Marx: Die Kirche muss zum einen sozialethische Wegweisungen geben und damit einen Beitrag zur Bewusstseinsbildung leisten. Zum anderen hat sie mit ihren zahlreichen Gebäuden und Flächen aber auch eine Verantwortung bei der konkreten Umsetzung nachhaltigen Handelns: Wärmedämmung, alternative Energien, nachhaltige Versorgung. Da wird in der Kirche schon sehr viel gemacht. Aber auch wir können noch besser werden und einen Beitrag zur ökologischen Umkehr leisten. Wenn man hohe Ansprüche an die Politik stellt, muss man auch selbst Vorreiter und Vorbild sein. Und das geschieht auch in vielen Bistümern.
KNA: Wo sehen Sie den Zusammenhang zwischen Klimawandel und den Flüchtlingsfragen?
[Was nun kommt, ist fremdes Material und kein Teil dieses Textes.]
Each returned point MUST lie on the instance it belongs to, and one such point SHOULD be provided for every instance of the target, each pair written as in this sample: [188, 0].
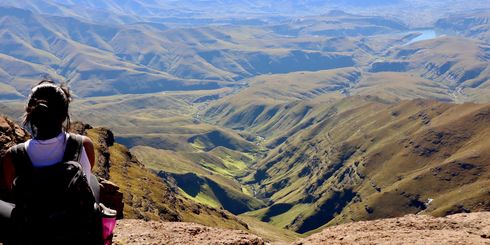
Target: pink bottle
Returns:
[108, 223]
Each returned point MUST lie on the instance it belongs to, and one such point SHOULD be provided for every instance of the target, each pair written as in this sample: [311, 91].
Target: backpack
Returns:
[55, 204]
Marx: Eine der zentralen Thesen der Enzyklika "Laudato si" ist, dass soziale und ökologische Fragen nicht voneinander getrennt werden können, sondern zusammengehören. Franziskus spricht von einer einzigen und komplexen "sozio-ökologischen Krise". Und: Wegen des Klimawandels werden wahrscheinlich noch mehr Menschen aus ihrer Heimat fliehen müssen. Damit unterstreicht die Flüchtlingsfrage die These des Papstes, dass alles mit allem zusammenhängt. Denn der globale Klimawandel ist eine umfassende Bedrohung menschenwürdiger Existenz. Es geht beim Klimawandel nicht allein um die Umwelt. Er ist eine Herausforderung, Gerechtigkeit global, ökologisch und zwischen den Generationen zu gestalten.